The two most important data types to be ingested are application data, from PLM or ERP systems [23], and batch data like CAD-Files, tables or text files. Streaming data, like a constant stream of data from a sensor, is typically not used for LCA. An aggregation can be helpful when estimating the energy consumption of processes from sensor values, since the storage of a data stream needs a lot of memory. For the generation of an LCA report, the individual access to datasets and to aggregated data is both necessary. The necessity of access control depends highly on the LCA use case and company policies. For the purpose of a decision, it can be said that access control is not necessary by default. Usually, the LCA related data only needs to be available till the end of the LCA. To speed up future LCAs of similar products, it makes sense to store relevant data after that. On the other hand, the use of data which is too old, and not up to date, can be harmful as well.

LCA is a complex method with many aspects to consider in order to properly interpret the results and to draw reasonable conclusions [25]. For this reason, LCA can be usually seen as performance-uncritical task.
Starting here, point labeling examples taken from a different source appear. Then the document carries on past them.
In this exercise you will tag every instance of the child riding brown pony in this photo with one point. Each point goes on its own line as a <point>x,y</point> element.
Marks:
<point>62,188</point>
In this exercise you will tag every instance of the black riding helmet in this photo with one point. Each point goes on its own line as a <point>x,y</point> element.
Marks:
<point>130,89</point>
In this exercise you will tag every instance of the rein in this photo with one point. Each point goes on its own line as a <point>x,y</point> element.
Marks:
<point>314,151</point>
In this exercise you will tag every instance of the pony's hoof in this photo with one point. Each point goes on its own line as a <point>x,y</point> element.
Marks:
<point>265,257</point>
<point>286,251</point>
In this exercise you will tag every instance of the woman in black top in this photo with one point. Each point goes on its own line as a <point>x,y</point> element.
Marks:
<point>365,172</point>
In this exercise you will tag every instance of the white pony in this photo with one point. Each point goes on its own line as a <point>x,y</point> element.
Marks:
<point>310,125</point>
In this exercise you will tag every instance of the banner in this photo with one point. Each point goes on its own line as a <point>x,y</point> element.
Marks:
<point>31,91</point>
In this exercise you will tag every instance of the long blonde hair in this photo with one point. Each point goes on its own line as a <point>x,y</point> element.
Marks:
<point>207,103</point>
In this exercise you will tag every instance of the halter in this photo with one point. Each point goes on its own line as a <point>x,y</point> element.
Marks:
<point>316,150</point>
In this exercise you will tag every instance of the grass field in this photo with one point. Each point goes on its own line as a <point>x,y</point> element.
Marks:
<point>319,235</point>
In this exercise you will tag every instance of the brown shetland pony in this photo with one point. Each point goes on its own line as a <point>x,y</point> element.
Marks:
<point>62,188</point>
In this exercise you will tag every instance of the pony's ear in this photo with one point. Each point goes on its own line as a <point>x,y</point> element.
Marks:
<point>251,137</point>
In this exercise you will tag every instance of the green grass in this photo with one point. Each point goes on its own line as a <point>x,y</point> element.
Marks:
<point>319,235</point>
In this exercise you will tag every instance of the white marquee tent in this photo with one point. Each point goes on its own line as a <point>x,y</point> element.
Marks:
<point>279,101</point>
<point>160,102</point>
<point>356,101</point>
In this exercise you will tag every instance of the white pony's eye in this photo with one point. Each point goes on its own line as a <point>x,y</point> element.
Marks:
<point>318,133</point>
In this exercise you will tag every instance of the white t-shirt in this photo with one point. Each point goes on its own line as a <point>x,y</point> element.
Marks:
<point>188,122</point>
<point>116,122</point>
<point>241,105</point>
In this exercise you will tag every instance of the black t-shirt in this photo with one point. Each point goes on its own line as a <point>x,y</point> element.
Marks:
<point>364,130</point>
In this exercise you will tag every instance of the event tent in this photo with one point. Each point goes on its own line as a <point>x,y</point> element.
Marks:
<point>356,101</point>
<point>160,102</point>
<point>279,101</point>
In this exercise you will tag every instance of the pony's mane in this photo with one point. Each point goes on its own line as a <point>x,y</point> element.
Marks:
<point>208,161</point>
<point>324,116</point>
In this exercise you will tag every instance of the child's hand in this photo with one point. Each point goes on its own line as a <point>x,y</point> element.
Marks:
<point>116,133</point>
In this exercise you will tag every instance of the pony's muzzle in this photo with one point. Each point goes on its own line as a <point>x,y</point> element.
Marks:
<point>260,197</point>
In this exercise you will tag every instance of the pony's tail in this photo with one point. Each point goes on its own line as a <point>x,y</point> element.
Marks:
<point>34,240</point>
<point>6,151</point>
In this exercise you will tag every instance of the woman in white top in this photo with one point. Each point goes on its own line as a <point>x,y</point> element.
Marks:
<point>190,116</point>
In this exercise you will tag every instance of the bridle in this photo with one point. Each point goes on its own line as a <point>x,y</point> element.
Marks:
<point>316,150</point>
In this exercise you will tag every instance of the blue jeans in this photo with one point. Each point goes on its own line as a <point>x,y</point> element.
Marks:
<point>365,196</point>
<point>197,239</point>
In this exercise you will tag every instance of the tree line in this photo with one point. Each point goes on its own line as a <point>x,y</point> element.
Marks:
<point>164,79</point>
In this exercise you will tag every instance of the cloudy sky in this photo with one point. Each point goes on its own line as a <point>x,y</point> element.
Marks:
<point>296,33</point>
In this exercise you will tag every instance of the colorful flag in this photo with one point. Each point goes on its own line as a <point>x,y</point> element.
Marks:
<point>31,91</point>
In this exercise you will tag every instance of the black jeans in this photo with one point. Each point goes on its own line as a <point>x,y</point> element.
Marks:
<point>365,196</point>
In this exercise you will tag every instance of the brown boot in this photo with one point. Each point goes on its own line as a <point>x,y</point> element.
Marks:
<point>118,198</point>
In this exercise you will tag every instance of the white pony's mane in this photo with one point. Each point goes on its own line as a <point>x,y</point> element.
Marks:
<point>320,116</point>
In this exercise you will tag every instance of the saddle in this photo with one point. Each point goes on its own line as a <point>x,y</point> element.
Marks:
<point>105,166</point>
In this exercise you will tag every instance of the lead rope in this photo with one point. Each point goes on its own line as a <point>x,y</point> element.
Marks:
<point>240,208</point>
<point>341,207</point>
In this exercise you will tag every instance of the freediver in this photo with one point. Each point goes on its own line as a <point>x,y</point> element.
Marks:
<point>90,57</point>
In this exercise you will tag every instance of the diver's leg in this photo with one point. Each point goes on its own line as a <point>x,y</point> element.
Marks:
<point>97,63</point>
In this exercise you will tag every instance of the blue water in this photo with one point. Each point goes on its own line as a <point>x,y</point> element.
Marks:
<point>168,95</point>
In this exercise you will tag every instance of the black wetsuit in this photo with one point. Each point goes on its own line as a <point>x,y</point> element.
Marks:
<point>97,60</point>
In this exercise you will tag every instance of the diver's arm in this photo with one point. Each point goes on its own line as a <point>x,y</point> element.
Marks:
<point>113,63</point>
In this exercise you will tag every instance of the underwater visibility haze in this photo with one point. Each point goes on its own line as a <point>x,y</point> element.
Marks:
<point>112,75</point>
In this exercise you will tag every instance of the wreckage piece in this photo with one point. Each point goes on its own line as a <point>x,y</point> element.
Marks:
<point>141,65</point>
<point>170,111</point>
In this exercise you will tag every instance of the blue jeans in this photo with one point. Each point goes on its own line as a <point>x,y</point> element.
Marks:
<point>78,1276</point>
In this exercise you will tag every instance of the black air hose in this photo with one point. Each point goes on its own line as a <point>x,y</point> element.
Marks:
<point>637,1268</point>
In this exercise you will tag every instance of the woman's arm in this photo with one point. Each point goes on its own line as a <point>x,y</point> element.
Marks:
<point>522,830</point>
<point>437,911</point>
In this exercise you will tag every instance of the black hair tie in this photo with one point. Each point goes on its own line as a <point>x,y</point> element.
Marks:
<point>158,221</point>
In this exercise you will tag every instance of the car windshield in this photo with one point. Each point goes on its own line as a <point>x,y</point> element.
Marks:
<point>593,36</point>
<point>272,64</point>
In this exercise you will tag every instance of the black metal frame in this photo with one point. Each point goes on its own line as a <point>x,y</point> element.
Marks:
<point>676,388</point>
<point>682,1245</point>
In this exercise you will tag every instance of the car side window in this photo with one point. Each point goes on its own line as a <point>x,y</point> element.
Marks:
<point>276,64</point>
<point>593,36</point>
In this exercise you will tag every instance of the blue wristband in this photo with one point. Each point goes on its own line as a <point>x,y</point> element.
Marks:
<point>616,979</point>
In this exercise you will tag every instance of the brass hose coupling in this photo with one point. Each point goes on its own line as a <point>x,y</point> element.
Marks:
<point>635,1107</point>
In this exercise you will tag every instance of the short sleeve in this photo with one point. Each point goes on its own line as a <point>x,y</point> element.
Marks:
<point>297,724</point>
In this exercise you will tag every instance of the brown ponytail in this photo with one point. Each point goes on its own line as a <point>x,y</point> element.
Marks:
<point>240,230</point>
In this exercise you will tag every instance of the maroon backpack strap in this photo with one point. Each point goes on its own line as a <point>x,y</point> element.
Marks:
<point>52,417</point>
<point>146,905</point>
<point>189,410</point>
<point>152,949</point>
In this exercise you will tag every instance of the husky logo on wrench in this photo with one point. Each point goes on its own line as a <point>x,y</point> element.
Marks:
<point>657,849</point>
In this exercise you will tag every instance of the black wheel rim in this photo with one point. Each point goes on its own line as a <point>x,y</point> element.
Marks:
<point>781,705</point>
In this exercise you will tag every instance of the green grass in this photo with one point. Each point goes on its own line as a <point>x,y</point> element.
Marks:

A high number of LCAs for multiple products or a LCA for a very complex product can lead to the necessity of big data solutions. One big data criterion which is relevant for LCA, is the high variation of data from different sources. But again, big data is not relevant for LCA by default. The same applies to cloud computing. The data collection and aggregation process of a product with a complex supply chain of multiple companies could benefit significantly from cloud computing. As shown in studies about the beef supply chain [10, 11]. That said, storing companies sensitive data at a third-party cloud provider could impose potential risks [26]. For this reason, there is still a lot of skepsis from companies to cloud computing.

5.4 Summary and Decision

To come to a decision, which data storage system is more suitable for the LCA use case, the hard criteria for LCA must be considered first. In the LCA use case, those are the types of structure. In general, both systems are suitable for storing data for LCA. Because the data sources of LCA are rather diverse and other use cases like LCA hotspot analysis and visualization might require the files in their raw format, a data lake would be a good choice. As shown in Table 1, a data warehouse can only store structured data, a data lake is made for storing all three types of data. All different data types can be extracted via an integration process and only structured and transformed data will be stored. Overall, as described above, the relevant data comes from a variety of sources, in all kinds of structure types and the amount can even extend to become a big data project. In all these cases, a data lake would be more suitable to store the data since it offers more flexibility than a data warehouse.

Table 1. Evaluation of data storage systems

6 Conclusions

Concluding, it has been found that there are many aspects to consider when choosing an appropriate data storage system for LCA. Even if both evaluated data storage systems are suitable, a data lake, thanks to its flexibility, is the better choice for the LCA use case. As a next step, a prototype of a data lake for LCA use will be implemented for further analysis. The goal is to design a data lake in a way to be appropriate for LCA. It is expected that the challenges will be the interface of the PLM and ERP systems as well as the evaluation of CAD files. Beside the data integration, there is the question how different data types will be treated and how to deal with missing information. The overall goal is to have a platform to test (semi-)automatic LCA. Other ideas like enhanced LCA with value estimation via machine learning for more exact LCA could be possible topics for further publications. In our vision, a data lake could be the base not only for the evaluation of products but could also support topics like LCA driven product design. A possible use case could be to compare different product designs. The system would get CAD geometry data and combine them with the material information of an ERP-system and the knowledge of a LCA databases to generate a CO2-report.